16.8.11

Concurrency & scalability

If you are working on a concurrent application you will have to mind one very important non-functional requirement which is scalability.

If you are writing a multi threaded application where you handle one job per thread, for example a server application that spawns a thread per connection, then at a point when the server is handling a few thousand connections, your OS will be  spending a signification portion of time in context switching rather than precessing the connections. This causes a plateauing of performance after a few thousand concurrent threads.   If you want you application to be scalable and concurrent this article is a good read: C10K problem

If your application is simple, in the sense you have a very little processing on each connection between you requests and responses you can choose between a simple reactor vs proactor

If your application does a lot of processing on each connection and is going to handle thousands of such connections you can go in for for a proactor infrastructure on top of which your connection handling logic goes into a finite state machine like the Boost Meta State machine. For all potential slow activities like disk read etc, you have Boost ASIO for asyncronous read and write from within your state machine as you can not make blocking calls in it. Boost MSM documentation has a lot of info about how a state machine works.

But, if your requirement is not scalability and your thread usage is not going to increase proportional to the number of connections or if you do not intend to handle too many connections, the a reactor/proactor/FSM may not help because this many not hold to much of advantage, but debugging them can be difficult and are not as straight forward as multi threaded programs. 

14.8.11

Exception guarantees as a design time contract

Reading through GOTW challenges 8 and 59  on exception safety, Tom Cargill's article on exception safety and Herb Sutter's exception safe stack solution to this, etc, the conclusion one comes to is that  exceptions in C++ necessitate a level of extra caution not only during programming but also during design.

The following challenge on GOTW demonstrates different hidden control flows you can stumble upon because of exceptions and so the need to watch every implicit function call with a degree of caution. For example a simple assignment would call an operator= implicitly which might throw an exception. Also the order in which state variables are changed matters so as to make sure an exception does not render the object in an unstable state.

But the key thing to note is that basic guarantee, strong guarantee, no throw guarantee are levels of safety one has to decide on for an interface at design time. This is because it is a contractual agreement with the client code just like any other functional requirements.Not only that, exception safety can sometimes result in a compromise on performance guarantees. So, based on the situation it is necessary to decide on which way to go.

In a generic component it becomes more challenging because exception guarantee of the classes depends on exception guarantees of types on which this class is templatized on, which is not available at the time class is written.STL, for example provides basic guarantee in many places because a user code can wrap around this to provide stronger guarantees if needed. It also makes a few assumptions like the destructor of the type we templatise on, should not throw, if its assignment operator and copy constructor doesn't throw then a vector::erase will provide a strong guarantee, etc.

I also realised a question I had for a long time. If you wondered why std::stack and std::queue have a pop() function that doesn't return anything but rather have a front() or top() function to be used later. This is to provide exception safety again. If pop() had returned the popped out object and if the operator= of that object threw an exception then we would have lost that object for ever. 

All boost APIs explicitly mention about their exception guarantees in the documentation.


13.8.11

Generic programming & OOAD

Template and OOAD can help design genericity in different ways. One can not replace the other.

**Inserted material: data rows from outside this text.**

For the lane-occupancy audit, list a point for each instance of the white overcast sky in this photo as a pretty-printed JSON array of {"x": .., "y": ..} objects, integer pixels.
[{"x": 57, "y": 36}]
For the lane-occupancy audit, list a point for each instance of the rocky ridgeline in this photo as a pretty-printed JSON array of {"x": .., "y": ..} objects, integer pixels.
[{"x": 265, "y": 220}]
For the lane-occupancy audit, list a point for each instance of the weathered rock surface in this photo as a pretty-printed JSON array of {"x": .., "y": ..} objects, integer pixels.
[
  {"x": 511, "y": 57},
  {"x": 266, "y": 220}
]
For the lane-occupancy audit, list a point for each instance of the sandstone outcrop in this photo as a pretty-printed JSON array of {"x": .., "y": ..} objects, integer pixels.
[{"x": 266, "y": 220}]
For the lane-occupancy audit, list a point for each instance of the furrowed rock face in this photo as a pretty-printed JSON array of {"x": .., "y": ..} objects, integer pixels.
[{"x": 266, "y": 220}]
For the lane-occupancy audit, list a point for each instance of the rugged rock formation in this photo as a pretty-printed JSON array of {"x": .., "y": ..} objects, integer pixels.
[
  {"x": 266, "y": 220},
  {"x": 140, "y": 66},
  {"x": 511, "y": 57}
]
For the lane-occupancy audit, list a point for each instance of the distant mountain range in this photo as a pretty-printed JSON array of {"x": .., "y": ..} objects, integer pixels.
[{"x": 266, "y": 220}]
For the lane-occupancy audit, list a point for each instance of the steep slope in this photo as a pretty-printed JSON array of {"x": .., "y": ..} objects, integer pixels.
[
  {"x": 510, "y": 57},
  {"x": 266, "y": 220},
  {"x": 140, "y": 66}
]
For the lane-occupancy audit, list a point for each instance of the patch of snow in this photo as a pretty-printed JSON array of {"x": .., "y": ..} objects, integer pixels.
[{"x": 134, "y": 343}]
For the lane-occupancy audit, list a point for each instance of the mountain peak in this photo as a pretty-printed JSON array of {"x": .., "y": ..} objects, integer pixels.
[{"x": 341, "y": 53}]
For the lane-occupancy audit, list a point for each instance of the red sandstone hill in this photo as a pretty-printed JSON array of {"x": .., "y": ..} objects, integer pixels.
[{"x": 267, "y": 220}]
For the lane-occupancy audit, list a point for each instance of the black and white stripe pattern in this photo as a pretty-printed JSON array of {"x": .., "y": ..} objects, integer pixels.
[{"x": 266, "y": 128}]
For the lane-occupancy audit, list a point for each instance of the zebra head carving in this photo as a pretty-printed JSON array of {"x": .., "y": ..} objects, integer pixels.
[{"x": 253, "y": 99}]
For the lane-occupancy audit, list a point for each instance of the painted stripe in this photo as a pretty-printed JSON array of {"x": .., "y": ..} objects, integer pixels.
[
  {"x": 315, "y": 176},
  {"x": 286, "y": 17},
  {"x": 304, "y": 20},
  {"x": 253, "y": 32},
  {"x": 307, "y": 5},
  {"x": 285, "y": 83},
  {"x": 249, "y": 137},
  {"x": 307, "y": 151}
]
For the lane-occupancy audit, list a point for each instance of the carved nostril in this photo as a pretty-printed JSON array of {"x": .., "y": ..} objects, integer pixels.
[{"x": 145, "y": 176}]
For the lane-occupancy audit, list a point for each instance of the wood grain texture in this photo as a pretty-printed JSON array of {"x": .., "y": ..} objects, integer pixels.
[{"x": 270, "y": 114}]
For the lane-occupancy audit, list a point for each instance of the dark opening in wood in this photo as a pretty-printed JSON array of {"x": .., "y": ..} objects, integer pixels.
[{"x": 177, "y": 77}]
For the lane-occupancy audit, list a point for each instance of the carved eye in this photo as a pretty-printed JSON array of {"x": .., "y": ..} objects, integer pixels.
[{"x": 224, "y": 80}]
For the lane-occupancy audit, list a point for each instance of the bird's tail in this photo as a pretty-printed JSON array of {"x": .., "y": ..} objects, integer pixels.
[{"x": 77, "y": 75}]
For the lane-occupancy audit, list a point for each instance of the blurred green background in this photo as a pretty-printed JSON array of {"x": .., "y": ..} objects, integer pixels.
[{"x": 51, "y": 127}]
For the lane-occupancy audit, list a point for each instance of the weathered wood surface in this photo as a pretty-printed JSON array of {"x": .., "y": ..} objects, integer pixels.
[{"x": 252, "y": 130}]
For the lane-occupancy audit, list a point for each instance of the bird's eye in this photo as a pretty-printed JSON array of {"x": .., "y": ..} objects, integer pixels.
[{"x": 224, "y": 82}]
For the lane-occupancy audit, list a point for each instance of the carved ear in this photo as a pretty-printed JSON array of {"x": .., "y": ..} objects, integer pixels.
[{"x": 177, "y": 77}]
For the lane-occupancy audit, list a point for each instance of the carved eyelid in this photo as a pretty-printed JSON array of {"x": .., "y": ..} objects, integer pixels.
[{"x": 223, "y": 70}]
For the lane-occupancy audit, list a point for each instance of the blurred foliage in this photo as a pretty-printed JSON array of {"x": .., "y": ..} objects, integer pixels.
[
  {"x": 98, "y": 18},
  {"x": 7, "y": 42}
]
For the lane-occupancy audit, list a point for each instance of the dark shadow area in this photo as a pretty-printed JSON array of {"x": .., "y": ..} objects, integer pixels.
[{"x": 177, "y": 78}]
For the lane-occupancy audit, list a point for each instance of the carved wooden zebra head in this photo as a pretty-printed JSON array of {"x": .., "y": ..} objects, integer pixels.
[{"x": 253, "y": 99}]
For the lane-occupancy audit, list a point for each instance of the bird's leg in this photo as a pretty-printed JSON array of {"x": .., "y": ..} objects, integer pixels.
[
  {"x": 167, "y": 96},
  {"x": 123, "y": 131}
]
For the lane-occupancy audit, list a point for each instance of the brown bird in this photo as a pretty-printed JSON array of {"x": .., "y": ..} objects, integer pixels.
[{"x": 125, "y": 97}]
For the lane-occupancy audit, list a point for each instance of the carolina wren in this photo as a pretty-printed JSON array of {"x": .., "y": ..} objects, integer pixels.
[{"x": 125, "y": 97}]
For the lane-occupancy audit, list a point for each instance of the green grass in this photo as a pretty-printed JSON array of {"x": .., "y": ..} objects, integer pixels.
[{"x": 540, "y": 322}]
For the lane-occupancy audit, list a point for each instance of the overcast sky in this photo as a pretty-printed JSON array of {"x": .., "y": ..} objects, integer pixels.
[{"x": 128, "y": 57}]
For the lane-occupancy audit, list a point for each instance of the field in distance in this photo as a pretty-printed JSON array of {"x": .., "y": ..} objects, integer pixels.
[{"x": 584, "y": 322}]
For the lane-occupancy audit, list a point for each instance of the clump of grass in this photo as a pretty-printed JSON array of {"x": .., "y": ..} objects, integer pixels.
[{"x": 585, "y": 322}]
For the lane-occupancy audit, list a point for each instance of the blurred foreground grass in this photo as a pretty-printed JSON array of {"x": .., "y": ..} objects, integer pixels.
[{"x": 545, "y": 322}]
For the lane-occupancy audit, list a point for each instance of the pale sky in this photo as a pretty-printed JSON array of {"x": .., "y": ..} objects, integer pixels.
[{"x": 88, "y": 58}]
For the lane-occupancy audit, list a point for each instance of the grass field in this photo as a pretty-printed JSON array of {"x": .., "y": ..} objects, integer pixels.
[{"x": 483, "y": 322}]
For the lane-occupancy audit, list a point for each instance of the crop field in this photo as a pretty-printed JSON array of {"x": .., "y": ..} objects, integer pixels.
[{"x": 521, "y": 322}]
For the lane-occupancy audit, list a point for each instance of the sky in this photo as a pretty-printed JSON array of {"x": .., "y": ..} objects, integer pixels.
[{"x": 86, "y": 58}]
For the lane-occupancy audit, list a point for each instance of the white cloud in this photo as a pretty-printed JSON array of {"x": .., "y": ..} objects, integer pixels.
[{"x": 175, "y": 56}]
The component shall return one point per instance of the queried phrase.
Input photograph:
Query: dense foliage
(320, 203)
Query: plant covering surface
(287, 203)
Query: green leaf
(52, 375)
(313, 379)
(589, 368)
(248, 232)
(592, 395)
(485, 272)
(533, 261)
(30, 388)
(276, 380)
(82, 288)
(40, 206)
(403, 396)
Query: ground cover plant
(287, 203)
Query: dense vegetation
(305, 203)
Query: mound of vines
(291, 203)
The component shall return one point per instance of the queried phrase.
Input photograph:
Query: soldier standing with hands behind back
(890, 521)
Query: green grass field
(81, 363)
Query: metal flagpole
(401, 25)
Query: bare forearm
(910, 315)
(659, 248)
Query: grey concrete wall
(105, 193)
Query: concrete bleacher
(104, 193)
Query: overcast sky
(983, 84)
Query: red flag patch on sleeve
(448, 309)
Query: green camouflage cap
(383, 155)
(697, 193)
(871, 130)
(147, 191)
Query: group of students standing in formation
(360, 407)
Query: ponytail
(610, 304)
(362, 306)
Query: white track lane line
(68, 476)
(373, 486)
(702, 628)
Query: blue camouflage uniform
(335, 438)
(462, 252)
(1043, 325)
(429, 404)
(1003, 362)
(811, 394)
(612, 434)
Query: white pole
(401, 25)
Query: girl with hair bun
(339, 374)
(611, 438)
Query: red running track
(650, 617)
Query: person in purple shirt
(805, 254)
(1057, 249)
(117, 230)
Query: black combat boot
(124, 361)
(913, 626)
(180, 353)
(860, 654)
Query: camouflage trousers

The template way is to provide templatized data structures and templatized algorithms and have iterators that connect the two. Based on the category of iterator that algorithm decides at compile time as to which implementation of the algorithm is most efficient for this data structure and operates on it. It may also decide that a particular algorithm is not best suited for a datastructure.

For example std::sort accepts two random access iterators and sorts everything between them. If passed iterators to a range in a linked list you will get a complier error. The algorithm can also choose the most efficient implementation based on the iterator category. When copying one range to another using std::copy, if you passed a random access iterator, the entire chunk between them is copied with a native memmove or some such function. If passed a less powerful iterator, it iterate and copy the range as expected. It can vary based on the implementation in your STL library, but that's the general idea.

If you look at it, the algorithms are generic, they don't know which data structure they are operating on. On the other hand the each one of the data structures did not have to provide these algorithms as member functions. So, the commonality is lifted out as generic algorithms.

OOAD on the other hand is about using a generic interface in the user code and the implementation detail is pushed to run time. OOAD helps where you expect conformance to an interface. This can not be done with the generic programming techniques above. If you want to ensure a Thread object should have a run function in it, you will have to write a abstract base class with a pure virtual function called run() and based on the kind of thread the implementation detail can vary as late as run time.

As a general rule iterators and algorithms are used when youo have a collection of data to operate on and they can be present in different kids of datastructures. OOAD is a more structural concept which concentrates on how a class hierarchy is designed and what functionality a class must provide, etc. One of the drawbacks of OOAD is that sometimes you may run into a situation where you a derived class is a kind of a base class, but you do not want to provide the functionality that you are enforced to.